Latest update: 19/10/2009 

- Brazil - gang violence


Web users denounce raising violence in Brazil

Today's edition of Web News focuses on raising violence in Rio de Janeiro, explores internet user's solution to preserve the World heritage.

 

 

Violence in Rio de Janeiro

A helicopter patrolling over houses, gun fire ringing out in the hills around Rio de Janeiro, and buses set alight. For residents of the Morro dos Macacos shanty town, who shot these videos, their neighbourhood turned into a veritable battle field this weekend. Rival gangs and police clashed on Saturday, resulting in at least twelve deaths.

 

This citizen journalist went to the shanty town to report on the violence via his blog. Here we see the place were a military police helicopter crashed, after being shot down by drugs dealers. Two of those on board died in when the helicopter exploded.
 

And in this second video, the blogger remarks on the work carried out by a hundred guardians of the peace, deployed to this northern district of Rio. Several suspected dealers were arrested and a dozen others were killed during and exchange of fire with police.
 

This net user points the finger at the police’s lack of resources. Inadequate salaries, and obsolete equipment, he feels that the authorities are not equipped with the means necessary to fight the gangs, who are on the contrary, very well organised.
 

This video blogger expressed his concern about this flare-up of violence at a time when the city has just been awarded the 2016 Olympic Games..
 

But as recalled cynically by a net user with this modified ‘grand theft auto’ poster, violence is a daily reality in Rio de Janeiro’s shanty towns, where rival gangs clash permanently.
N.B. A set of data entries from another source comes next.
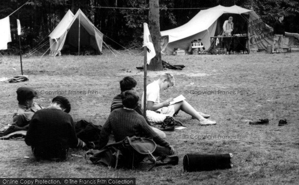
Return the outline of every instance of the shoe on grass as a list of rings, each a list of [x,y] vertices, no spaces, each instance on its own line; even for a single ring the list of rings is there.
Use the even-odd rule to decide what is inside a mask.
[[[278,123],[279,126],[284,126],[286,125],[288,125],[289,123],[287,122],[287,120],[285,119],[285,120],[279,120],[279,123]]]
[[[211,121],[209,120],[205,120],[204,121],[201,121],[199,122],[199,125],[201,126],[205,125],[216,125],[216,122],[214,121]]]
[[[203,117],[204,117],[205,119],[209,118],[209,117],[211,117],[211,115],[210,115],[209,114],[205,114],[204,113],[202,113],[201,112],[197,112],[198,113],[198,114],[200,114],[201,115],[201,116],[202,116]],[[192,120],[194,120],[194,119],[196,119],[196,118],[195,118],[195,117],[192,116],[191,119],[192,119]]]
[[[249,122],[249,125],[269,125],[269,120],[268,119],[260,120],[260,121]]]

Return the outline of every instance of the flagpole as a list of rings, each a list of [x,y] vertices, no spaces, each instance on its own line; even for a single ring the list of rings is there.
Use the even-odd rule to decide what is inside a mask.
[[[18,3],[17,1],[16,1],[16,8],[17,8],[17,9],[18,9]],[[18,21],[19,22],[20,14],[19,14],[18,11],[17,12],[17,18],[18,18]],[[17,25],[18,21],[17,21],[17,20],[16,21],[17,21],[16,24]],[[20,26],[19,28],[20,28],[20,29],[21,29]],[[23,75],[23,65],[22,64],[22,48],[21,47],[21,38],[20,38],[21,36],[20,36],[20,34],[19,34],[19,35],[18,34],[18,33],[19,33],[18,30],[17,32],[18,32],[18,37],[19,37],[19,46],[20,47],[20,61],[21,62],[21,73],[22,74],[22,75]]]
[[[144,49],[144,55],[145,56],[145,61],[144,61],[144,116],[145,119],[147,119],[147,46],[145,46],[145,48]]]
[[[79,36],[78,43],[78,56],[80,56],[80,14],[79,14]]]
[[[20,60],[21,61],[21,72],[22,75],[23,75],[23,65],[22,65],[22,51],[21,49],[21,39],[20,38],[20,35],[18,35],[19,37],[19,45],[20,46]]]

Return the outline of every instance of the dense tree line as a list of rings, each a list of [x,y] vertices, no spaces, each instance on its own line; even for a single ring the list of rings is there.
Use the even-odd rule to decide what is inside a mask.
[[[107,37],[104,41],[116,48],[142,45],[143,22],[148,22],[149,0],[2,0],[0,18],[10,14],[12,42],[4,52],[17,52],[16,21],[18,13],[22,26],[22,49],[37,45],[55,27],[68,9],[74,13],[80,8]],[[255,10],[269,25],[279,14],[286,16],[286,30],[299,32],[299,0],[159,0],[160,28],[166,30],[182,25],[201,9],[221,4],[236,4]],[[117,7],[119,8],[108,8]],[[127,9],[126,8],[134,8]],[[173,9],[174,8],[174,9]],[[185,8],[185,9],[183,9]],[[45,46],[46,47],[46,46]],[[48,46],[46,46],[48,47]],[[1,51],[2,52],[3,51]]]

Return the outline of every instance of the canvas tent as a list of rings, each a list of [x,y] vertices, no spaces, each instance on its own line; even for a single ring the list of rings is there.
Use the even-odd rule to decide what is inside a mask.
[[[201,38],[206,49],[211,46],[210,36],[215,36],[218,20],[224,13],[240,14],[248,22],[249,48],[266,49],[273,43],[273,29],[265,24],[254,11],[236,5],[230,7],[220,5],[203,10],[190,21],[179,27],[161,31],[161,53],[172,54],[175,48],[187,49],[190,42]],[[223,22],[222,23],[223,24]],[[222,25],[221,25],[222,26]],[[298,33],[286,33],[290,37],[289,45],[293,44],[294,37]]]
[[[79,9],[75,15],[69,9],[49,35],[49,54],[56,55],[66,44],[79,49],[79,42],[80,47],[90,46],[99,53],[102,51],[103,35],[81,9]]]

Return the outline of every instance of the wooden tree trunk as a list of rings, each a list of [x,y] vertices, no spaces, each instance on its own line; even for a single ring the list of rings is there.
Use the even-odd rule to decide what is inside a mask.
[[[148,69],[151,71],[163,70],[161,60],[161,46],[160,45],[160,13],[159,12],[159,0],[150,0],[150,11],[149,12],[149,24],[150,32],[153,43],[155,56],[151,60]]]

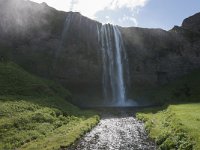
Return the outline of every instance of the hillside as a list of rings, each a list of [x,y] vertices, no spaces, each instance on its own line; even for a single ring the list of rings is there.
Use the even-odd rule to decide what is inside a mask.
[[[62,86],[14,63],[0,63],[0,85],[0,149],[66,147],[98,122],[94,112],[67,102]]]

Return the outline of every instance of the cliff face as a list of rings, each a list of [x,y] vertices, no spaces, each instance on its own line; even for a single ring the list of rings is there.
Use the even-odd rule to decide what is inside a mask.
[[[0,18],[1,61],[11,59],[69,89],[101,95],[100,23],[23,0],[2,0]],[[200,68],[199,21],[196,14],[170,31],[119,27],[129,59],[130,91],[156,87]]]

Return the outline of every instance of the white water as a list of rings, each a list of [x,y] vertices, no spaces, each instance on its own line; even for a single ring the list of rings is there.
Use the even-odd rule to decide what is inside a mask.
[[[100,30],[97,28],[97,32],[102,46],[103,92],[106,104],[136,105],[127,103],[125,78],[129,77],[128,73],[124,71],[127,57],[118,27],[106,24],[102,25]],[[108,100],[111,101],[108,103]]]

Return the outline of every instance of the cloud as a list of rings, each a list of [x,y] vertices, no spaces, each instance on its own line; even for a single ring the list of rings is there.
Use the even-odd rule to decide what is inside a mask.
[[[135,15],[148,0],[32,0],[45,1],[50,6],[64,11],[80,12],[102,23],[136,26]],[[116,16],[117,15],[117,16]]]

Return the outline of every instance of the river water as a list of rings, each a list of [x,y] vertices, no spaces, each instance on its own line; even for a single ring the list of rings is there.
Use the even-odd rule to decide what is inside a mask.
[[[132,109],[102,109],[100,123],[70,150],[155,150]]]

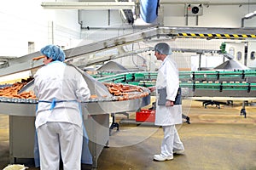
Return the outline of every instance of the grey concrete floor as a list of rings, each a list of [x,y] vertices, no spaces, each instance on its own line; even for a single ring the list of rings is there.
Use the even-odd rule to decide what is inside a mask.
[[[122,123],[119,131],[111,133],[109,145],[98,159],[98,170],[165,170],[165,169],[256,169],[256,106],[247,106],[247,118],[240,116],[241,103],[207,109],[201,103],[184,105],[183,111],[191,124],[177,126],[185,146],[183,155],[172,161],[154,162],[160,153],[163,132],[154,126]],[[133,118],[131,114],[130,118]],[[116,115],[116,121],[125,119]],[[20,160],[29,169],[32,160]],[[9,164],[9,116],[0,114],[0,169]],[[83,165],[82,169],[89,169]]]

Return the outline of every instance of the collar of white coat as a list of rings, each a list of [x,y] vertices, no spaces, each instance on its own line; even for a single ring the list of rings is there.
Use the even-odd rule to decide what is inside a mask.
[[[163,62],[161,63],[160,68],[162,67],[162,66],[164,65],[164,64],[165,64],[168,60],[170,60],[170,59],[171,59],[171,56],[170,56],[170,55],[167,55],[167,56],[165,58],[165,60],[163,60]]]
[[[49,63],[48,65],[52,65],[52,64],[56,64],[56,63],[66,65],[66,63],[63,63],[63,62],[59,61],[59,60],[52,61],[52,62]]]

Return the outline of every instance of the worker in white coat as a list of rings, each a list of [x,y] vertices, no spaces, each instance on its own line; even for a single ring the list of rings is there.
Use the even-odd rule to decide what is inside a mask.
[[[35,126],[38,138],[40,169],[81,169],[83,120],[79,101],[90,93],[83,76],[67,65],[64,52],[47,45],[40,52],[44,66],[34,76],[34,92],[38,99]]]
[[[160,104],[160,95],[157,95],[155,125],[161,126],[164,131],[164,139],[161,144],[161,151],[154,156],[155,161],[172,160],[173,154],[184,151],[176,124],[182,123],[181,103],[175,105],[175,98],[179,88],[179,75],[176,62],[171,58],[172,49],[166,42],[160,42],[154,46],[154,55],[162,63],[158,70],[155,87],[149,88],[150,91],[165,89],[166,97],[163,105]]]

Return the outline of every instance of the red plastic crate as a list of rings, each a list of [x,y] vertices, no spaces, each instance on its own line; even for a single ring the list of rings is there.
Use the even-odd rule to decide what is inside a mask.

Preserving the world heritage

Preserve world cultural heritage. This is the aim of many organisations and citizens, who are using the web to raise awareness amongst net users about the importance of such a mobilisation.
 

The world fund, based in New York, has just published the top 100 of threatened monuments around the world. Villages, buildings, bridges and other threatened monuments can be consulted via an interactive map. We discover this convent in Bolivia, this Dutch fort in Sri Lanka and New Orleans’ cemetery.
 

Some citizens are launching requests via the web to obtain a nomination on the UNESCO world heritage list of monuments and cities. A university student from Singapore has created a Facebook group to request that at least one site in Singapore is selected.
 

In China, in the wake of riots between the Han and Uighur ethnic groups, in Kashgar, a petition has been launched online. The aim being to grant this city, which is on the former silk route, the status of a world heritage site, to save it from destruction.
 

And many sites are threatened by conflicts but also by natural catastrophes. The Cyark project offers to help preserve world heritage thanks to the creation of virtual representations, which will eventually be available for all. Here we see the famous statues on Easter Island...or the city of Salvador de Bahia, in Brazil.